- Native to: Tanzania
- Ethnicity: Mbugwe
- Native speakers: (24,000 cited 1999)
- Language family: Niger–Congo? Atlantic–CongoBenue–CongoSouthern BantoidBantu (Zone F)Mbugwe–Rangi (F.30)Mbugwe; ; ; ; ; ;

Language codes
- ISO 639-3: mgz
- Glottolog: mbug1242
- Guthrie code: F.34

= Mbugwe language =

Bantu language spoken in Tanzania

Mbugwe or Mbuwe (Kimbugwe) is a Bantu language spoken by the Mbugwe people of Lake Manyara in the Manyara Region of Central Tanzania. Mbugwe is estimated to be spoken by some 34,000 people.

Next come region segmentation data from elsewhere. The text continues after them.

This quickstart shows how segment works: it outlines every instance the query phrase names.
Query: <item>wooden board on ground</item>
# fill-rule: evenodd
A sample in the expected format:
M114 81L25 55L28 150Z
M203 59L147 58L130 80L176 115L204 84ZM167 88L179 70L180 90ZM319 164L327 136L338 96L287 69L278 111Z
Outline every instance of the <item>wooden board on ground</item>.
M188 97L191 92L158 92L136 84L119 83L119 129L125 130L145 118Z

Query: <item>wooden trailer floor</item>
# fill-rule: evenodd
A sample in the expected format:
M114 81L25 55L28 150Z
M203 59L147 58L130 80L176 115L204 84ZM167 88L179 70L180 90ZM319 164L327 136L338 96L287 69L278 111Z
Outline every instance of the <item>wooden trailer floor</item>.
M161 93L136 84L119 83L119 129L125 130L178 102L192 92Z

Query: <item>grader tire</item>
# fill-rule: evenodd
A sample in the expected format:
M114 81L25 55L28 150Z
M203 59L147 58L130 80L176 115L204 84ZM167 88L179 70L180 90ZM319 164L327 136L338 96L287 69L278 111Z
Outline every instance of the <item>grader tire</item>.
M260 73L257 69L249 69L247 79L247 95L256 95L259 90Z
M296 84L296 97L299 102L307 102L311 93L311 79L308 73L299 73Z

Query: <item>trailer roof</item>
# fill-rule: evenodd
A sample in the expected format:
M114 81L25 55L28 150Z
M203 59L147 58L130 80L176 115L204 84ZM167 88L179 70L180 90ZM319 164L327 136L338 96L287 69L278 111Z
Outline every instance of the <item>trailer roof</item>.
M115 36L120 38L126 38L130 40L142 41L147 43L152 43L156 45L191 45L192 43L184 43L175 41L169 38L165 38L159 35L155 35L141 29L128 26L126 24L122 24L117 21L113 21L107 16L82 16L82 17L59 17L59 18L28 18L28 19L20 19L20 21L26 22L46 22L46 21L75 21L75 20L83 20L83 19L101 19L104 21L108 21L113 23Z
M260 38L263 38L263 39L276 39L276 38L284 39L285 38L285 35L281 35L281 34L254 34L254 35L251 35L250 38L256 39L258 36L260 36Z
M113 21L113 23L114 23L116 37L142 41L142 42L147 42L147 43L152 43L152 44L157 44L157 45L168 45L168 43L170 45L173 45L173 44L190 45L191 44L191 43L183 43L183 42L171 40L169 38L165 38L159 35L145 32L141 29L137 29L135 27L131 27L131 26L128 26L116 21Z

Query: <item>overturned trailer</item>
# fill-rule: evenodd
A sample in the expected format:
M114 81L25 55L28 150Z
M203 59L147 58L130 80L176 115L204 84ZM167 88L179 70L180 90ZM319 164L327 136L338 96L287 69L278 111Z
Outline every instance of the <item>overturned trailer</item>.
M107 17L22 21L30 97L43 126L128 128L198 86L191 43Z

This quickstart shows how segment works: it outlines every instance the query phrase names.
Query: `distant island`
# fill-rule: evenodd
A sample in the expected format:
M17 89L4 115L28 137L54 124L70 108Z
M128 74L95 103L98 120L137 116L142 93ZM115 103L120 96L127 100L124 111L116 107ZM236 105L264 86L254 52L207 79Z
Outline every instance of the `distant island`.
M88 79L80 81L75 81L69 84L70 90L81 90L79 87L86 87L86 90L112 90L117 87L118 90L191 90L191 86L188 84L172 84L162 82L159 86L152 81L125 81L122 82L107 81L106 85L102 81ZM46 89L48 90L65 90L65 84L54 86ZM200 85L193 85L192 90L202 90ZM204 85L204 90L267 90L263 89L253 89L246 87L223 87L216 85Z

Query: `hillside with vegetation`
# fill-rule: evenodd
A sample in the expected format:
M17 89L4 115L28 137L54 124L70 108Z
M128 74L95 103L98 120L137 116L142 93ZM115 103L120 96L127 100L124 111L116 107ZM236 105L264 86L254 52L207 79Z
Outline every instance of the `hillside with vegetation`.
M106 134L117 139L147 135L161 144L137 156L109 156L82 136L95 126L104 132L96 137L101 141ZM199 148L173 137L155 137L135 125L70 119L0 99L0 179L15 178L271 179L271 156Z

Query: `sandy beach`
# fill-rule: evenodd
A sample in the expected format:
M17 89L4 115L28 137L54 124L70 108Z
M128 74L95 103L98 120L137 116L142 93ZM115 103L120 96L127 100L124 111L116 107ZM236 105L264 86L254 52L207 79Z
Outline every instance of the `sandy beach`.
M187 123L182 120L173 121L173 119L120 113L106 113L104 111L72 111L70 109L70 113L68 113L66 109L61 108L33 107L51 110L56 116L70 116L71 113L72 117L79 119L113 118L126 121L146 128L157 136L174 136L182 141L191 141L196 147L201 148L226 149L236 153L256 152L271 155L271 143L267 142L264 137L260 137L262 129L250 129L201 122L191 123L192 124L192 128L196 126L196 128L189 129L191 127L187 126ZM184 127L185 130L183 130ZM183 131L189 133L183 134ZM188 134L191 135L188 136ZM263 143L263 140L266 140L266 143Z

Mbugwe is isolated from other Bantu languages, being bordered by the locally dominant Cushitic language Iraqw to the west, the Gorowa language (or dialect of Iraqw) to the south, the Nilotic Maasai language to the east, and the lake to the north. It shares about 70% vocabulary with its Bantu cousin Rangi.

== Grammar ==
As is common across Bantu languages, Mbugwe employs a system of noun classes. There are 16 noun classes. The subclasses 1a and 15a are also identified.

The syntax is head-initial with adjectives and other modifiers appearing after the noun. Demonstratives may sometimes appear before the head noun.

== Phonology ==
Mbugwe is considered to be a seven-vowel language. It is a tonal language with two levels of tone identified - High and Low. Tone is distinctive lexically as well as grammatically.

== Genetic affiliation ==
The language most closely related to Mbugwe is Rangi spoke in the Kondoa District of Central Tanzania. Mbugwe has been classified as F.34 following Guthrie's Bantu classification.

The Mbugu people, today located further east in the Usambara Mountains, maintain an oral history of having lived among the Mbugwe, and the names of the languages could be cognate; but the Mbugu language does not appear to have any especial relation with Mbugwe.